Macron avait réussi en 2017 à se propulser au pouvoir par la seule bénédiction du capital financier, sans même disposer d’un appareil politique construit, bénéficiant de l’usure au pouvoir de Hollande et ses sbires, vidés de toute légitimité par leurs œuvres de destruction, notamment celle du code du travail de Rebsamen à El Khomri.

L’absence de contestation, d’opposition sérieuse durant le quinquennat de Hollande est à mettre au compte du sabotage de toute issue politique par les forces principales du Front de Gauche, Mélenchon et le PCF, chacun dans son registre. Tous avaient, à partir du mouvement des bonnets rouges de 2014, signé l’enregistrement de leur refus de s’opposer à la politique des gouvernements Hollande, ouvrant un boulevard à la démagogie sociale d’une Marine Le Pen, celle-ci se précipitant pour récupérer le désespoir social des salariés licenciés de Wirlpool, alors que la Le Pen n’a jamais bien dissimulé les fondements libéraux de son programme économique (Rien pour le SMIC et surtout pas d’ISF !).
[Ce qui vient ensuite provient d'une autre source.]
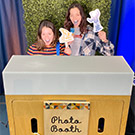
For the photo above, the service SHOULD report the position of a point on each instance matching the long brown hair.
(40, 43)
(83, 25)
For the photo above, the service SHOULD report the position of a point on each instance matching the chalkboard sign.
(66, 117)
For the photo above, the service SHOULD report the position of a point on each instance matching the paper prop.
(66, 36)
(95, 20)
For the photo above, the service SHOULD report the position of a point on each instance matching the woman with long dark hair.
(86, 42)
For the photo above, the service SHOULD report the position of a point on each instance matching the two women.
(86, 42)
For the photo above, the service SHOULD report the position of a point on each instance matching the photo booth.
(104, 83)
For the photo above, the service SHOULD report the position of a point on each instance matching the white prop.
(66, 36)
(95, 20)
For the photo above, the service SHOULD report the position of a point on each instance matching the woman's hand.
(102, 36)
(67, 50)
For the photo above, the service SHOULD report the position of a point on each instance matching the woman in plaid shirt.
(86, 42)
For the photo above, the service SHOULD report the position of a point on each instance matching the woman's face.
(75, 17)
(47, 35)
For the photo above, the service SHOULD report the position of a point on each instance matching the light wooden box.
(105, 82)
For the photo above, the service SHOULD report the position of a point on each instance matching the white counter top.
(67, 75)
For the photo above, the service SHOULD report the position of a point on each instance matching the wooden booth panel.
(24, 112)
(111, 110)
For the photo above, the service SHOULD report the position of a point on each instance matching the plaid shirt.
(91, 43)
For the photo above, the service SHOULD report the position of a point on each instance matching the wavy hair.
(40, 44)
(83, 24)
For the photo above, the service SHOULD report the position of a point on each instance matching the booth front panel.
(104, 82)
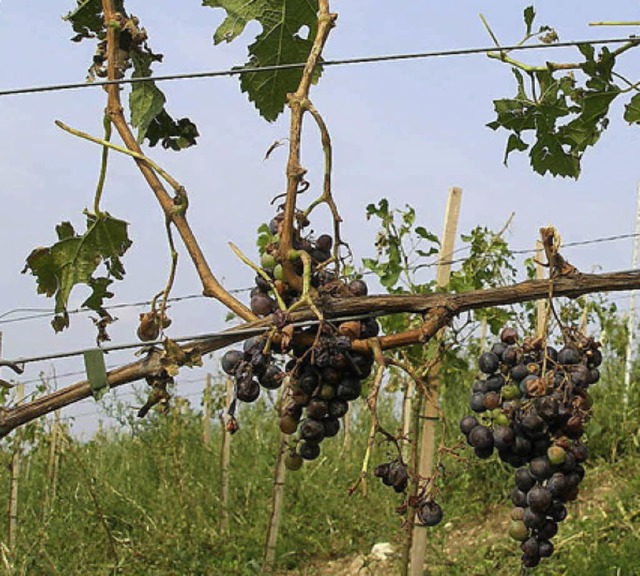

A partir du moment où ceux d’en bas ne sont plus représentés politiquement, il ne sert à rien de se lamenter sur le fait qu’on leur renvoie à la figure un cynique « cause toujours, tu m’intéresses ». Finalement, le vide de toute représentation politique du monde du travail a été occupé par l’expression de la colère sociale via le mouvement, profond et large, des Gilets Jaunes.

Les centaines de milliers, sinon les millions, qui ont pris la rue les samedis et dimanches suivants le 17 novembre 2018 exprimaient la fin de la séquence 1997 (Jospin, années Gauche plurielle) – 2017 (fin du hollandisme, dégringolade du PS, installation du commis bancaire Macron). Mais cette expression, cette explosion sociale, ne résolvait pas pour autant instantanément la question de la représentation politique de la population laborieuse.

Donc aujourd’hui, tant que ceux d’en bas n’auront pas atteint le niveau d’organisation nécessaire à la construction de la grève générale et d’une nouvelle représentation politique, l’exécutif pourra toujours les narguer à la manière du « cause toujours … ».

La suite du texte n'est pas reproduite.